The awe-inspiring movie poster for this cinematic masterpiece. Photo via IMDb.

Jac McCarty, Co-Editor-in-Chief

Let’s get one thing straight: Velocipastor is not in any way, shape, or form a good movie. But when a film’s premise centers around an orphaned priest that turns into a dinosaur to fight crime, that much can be expected.

Director Brendan Steere throws himself headlong into Velocipastor’s badness, hamming it up with dollar store costumes, excessive gore (all of it the consistency and color of Hawaiian Punch) and enough cheesy dialogue to power a moderately-sized middle-school play.

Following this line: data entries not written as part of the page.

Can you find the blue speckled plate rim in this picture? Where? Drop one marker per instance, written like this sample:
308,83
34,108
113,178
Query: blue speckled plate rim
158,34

There’s a certain type of movie that was clearly filmed on the back of some poor sap’s credit-card debt, and then there’s the type that revels in it. Velocipastor most definitely falls into the latter category. Titular character Doug Jones (Greg Cohan) spends most of the movie clad in a $10 priest costume from Spirit Halloween and a pair of Chucks; a Vietnam war flashback is filmed in what’s clearly some guy’s backyard; an apparently too-expensive explosion effect gets summed up with “VFX Car on Fire” written over an empty road.

Our first full-body shot of Doug Jones’s alter ego. Note the tennis-shoe wearing ninja dead in the background. Photo by Jac McCarty.

However, what Steere’s film lacks in budget, it makes up for in heart. Cohan takes to his role as part-time-dinosaur Doug with a seriousness that rivals Christian Bale’s Batman, and Alyssa Kempinski plays off him wonderfully as love-interest and part-time prostitute Carol. Their delivery is really what makes this movie the success that it is, whether it’s Doug’s adamant belief that dinosaurs never existed or just the bizarrely stylized sex montage they both sit through that somehow manages to be both trippy and incredibly unsexy.

Blah blah blah, crimefighting, blah blah blah, Catholic ninjas—it’s fairly straightforward.

The plot, while a little unfocused, is still ultimately satisfying. Doug, a newly-orphaned priest, finds a dinosaur tooth in China that gives him the ability to turn into a dinosaur. Blah blah blah, crimefighting, blah blah blah, Catholic ninjas—it’s fairly straightforward. The big bad’s motivation is a little suspect—essentially, the ninjas want to kill Doug because… wait for it… he’s a dinosaur. They also want to convert everyone to Christianity through cocaine, but that bit gets put on the back burner about two seconds after it’s introduced, so it’s less relevant.

While there are a few weirdly racist overtones in Steere’s casting choices—80 percent of the movie’s ten ninjas are white, as is the entirety of the sympathetic cast—overall this movie was a fun ride. It doesn’t take itself too seriously, and you shouldn’t either. If nothing else, you should watch it for this line:

“Dinosaurs never existed, and even if they did, I didn’t turn into one.”